Pasco County Sheriff's deputy Kristina Perez, a field training officer, wears a body worn camera during a press conference Thursday announcing the agency's move to issue 415 of them to deputies. [BRENDAN FITTERER | Times]
Published Dec. 12, 2014

NEW PORT RICHEY — While other Tampa Bay area law enforcement agencies evaluate and test the use of body cameras by officers, the Pasco County Sheriff's Office is going all in.

Pasco Sheriff Chris Nocco announced Thursday that his agency will begin using more than 400 of the cameras in February — enough to outfit every deputy on patrol.

"The Pasco Sheriff's Office would rather be out there leading the way," he said in a news conference. "If they're actually going to reduce violence on law enforcement officers and reduce complaints, I'd rather get them on the street as soon as we can."

Nocco said the Taser Axon cameras, which the agency purchased with $400,000 in federal forfeiture dollars this year, will lead to more plea deals, increased transparency and heightened officer safety, as well as the ability to critique how deputies handle incidents.

Law enforcement leaders across the country are adopting the technology after widespread criticism of police tactics following the shooting of black teenager Michael Brown by a white officer in Ferguson, Mo., this summer. Officer Darren Wilson was not wearing a body camera during the shooting.

They are not widely deployed yet in the Tampa Bay area, though some Gulfport police have used them for five years as an alternative to more expensive in-car recording systems.

Plant City police are in a trial phase, Tampa police are reviewing proposals and the city of Clearwater plans a pilot program for the spring.

In St. Petersburg, Chief Tony Holloway plans to test cameras in May or June, but like many in law enforcement he remains skeptical of their effectiveness at stemming violent confrontations.

"Body cameras are not going to instill trust in a community. It's just technology," he said. "We as law enforcement are going to have to put that trust into the community."

Critics of the cameras question their impact on citizen privacy and their efficacy in holding law enforcement officers accountable. They point to this month's decision by a grand jury not to indict a white New York City police officer who used a chokehold on a black man, a banned tactic that resulted in the man's death, even though the incident was captured on video.

Nocco said the cameras, which also record sound, will be a tool, not a cure-all.

Pasco deputies had been requesting body cameras for some time, the sheriff said. The events in Ferguson just expedited the process. Citizens often record on-duty deputies, Nocco said, and a selective, heated clip from a longer encounter can cast a negative light on deputies. Now they'll have the ability to show the "whole story," he said.

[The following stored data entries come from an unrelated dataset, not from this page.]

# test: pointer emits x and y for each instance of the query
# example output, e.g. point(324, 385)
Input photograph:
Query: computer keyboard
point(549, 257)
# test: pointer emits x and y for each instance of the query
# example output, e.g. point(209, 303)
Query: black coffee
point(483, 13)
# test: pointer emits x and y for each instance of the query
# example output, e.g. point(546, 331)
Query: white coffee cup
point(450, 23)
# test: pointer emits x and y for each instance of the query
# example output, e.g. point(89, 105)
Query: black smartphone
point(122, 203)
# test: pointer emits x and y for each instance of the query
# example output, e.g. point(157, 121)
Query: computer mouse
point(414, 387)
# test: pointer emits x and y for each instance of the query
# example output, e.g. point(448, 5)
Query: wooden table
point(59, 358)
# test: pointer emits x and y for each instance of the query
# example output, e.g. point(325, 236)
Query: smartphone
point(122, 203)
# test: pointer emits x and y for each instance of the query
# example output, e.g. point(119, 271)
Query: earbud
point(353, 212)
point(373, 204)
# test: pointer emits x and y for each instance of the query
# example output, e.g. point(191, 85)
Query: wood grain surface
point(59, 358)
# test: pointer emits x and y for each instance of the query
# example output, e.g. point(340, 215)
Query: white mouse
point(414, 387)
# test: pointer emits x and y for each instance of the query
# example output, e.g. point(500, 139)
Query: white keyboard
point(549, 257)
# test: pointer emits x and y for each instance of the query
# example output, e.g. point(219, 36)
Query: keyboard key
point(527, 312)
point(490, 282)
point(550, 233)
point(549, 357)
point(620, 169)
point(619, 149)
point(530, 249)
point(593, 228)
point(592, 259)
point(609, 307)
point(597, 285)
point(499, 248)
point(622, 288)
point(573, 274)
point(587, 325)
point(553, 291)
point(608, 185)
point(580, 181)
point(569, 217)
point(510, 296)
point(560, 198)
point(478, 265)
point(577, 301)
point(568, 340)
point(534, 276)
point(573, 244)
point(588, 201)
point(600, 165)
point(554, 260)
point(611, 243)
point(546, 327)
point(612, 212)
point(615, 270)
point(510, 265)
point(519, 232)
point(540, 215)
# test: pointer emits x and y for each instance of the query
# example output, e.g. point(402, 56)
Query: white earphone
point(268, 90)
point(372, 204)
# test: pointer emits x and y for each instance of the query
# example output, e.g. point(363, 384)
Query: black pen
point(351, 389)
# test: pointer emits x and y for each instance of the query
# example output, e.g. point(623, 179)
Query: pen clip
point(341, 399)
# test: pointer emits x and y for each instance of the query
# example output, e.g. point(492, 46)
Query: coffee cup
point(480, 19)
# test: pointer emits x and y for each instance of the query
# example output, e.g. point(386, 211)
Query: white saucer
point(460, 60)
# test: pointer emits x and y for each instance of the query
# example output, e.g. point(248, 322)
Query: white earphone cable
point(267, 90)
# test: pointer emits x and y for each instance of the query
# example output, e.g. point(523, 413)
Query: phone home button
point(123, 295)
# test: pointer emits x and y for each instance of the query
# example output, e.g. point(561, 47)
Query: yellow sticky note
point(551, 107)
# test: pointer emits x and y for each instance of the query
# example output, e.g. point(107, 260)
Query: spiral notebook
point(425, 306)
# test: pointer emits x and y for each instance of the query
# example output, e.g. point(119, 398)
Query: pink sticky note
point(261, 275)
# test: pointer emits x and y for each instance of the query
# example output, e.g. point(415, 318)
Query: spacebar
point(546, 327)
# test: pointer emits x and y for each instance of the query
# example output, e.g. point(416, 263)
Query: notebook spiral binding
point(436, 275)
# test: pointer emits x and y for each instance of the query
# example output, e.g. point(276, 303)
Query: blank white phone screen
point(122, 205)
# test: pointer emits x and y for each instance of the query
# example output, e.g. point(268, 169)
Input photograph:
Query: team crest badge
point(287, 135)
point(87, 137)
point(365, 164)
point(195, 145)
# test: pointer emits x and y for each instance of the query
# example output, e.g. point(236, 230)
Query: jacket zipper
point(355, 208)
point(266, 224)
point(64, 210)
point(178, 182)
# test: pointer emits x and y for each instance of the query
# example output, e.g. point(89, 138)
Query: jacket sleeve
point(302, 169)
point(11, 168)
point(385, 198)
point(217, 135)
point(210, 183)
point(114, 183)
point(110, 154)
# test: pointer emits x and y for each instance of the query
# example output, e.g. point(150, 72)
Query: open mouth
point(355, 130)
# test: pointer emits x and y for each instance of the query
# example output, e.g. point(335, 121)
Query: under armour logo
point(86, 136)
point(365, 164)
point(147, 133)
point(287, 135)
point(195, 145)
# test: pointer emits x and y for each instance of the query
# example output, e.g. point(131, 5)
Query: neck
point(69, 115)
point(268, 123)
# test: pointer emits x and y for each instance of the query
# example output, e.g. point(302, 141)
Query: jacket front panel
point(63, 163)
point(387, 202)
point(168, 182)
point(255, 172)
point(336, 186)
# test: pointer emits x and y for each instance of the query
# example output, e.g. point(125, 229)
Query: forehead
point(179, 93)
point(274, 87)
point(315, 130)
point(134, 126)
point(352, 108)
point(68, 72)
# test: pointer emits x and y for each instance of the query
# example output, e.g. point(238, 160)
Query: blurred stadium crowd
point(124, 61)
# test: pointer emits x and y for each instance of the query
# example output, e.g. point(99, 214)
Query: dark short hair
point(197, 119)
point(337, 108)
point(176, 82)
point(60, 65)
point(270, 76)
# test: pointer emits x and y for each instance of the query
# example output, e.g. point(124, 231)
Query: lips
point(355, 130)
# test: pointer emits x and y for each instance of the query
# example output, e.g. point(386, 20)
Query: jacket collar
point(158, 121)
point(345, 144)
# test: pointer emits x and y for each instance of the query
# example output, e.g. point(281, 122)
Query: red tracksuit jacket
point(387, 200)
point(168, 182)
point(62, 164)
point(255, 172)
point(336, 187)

Deputy Kristina Perez, who has worn a camera for the last two months, said she noticed the behavior of several people improve when she told them they were being recorded.

"It comes from a perspective of safety: officer safety, the safety of the public," she said. "When we make good arrests, this is evidence. All that can do is help in prosecution. I'm all for it."

The sheriff cited studies from California and Scotland that showed the use of body cameras reduced complaints against law enforcement agencies, increased the rate of plea deals in cases with video, and reduced assaults against officers.

Videos will be used in training for evaluating deputy actions and finding areas to improve, Nocco said.

While patrol officers perform official duties, their camera must remain on, according to a draft policy governing the cameras. Officers must inform citizens of the recording as soon as is possible or practical.

At the end of a shift, officers will upload their recordings, which they cannot manipulate or edit, according to the draft policy. Deputies may review recordings when preparing reports and getting ready to give court testimony, but deleting files requires a written request. Deputies may also be banned from seeing a video if his or her actions are under review.

Specific rules govern privacy concerns. If a deputy responds to a private residence and finds that no crime has been committed, the deputy must turn off the camera if the resident requests. Crime victims younger than 16 may not be recorded. Adult victims of a sexual crime may also request not to be recorded.

Lawyer Craig Laporte of criminal defense firm Proly, Laporte & Mulligan, who has represented Pasco deputies, said the cameras point the criminal justice system to the truth.

"There are an awful lot of people who complain about deputy behavior, and this is an opportunity for when those complaints come in, for there to be a determination of what exactly happened," Laporte said. "I think it will discourage people from making false claims against law enforcement officers. At the same time . . . it is going to potentially reduce the likelihood that (deputies) may step over the line."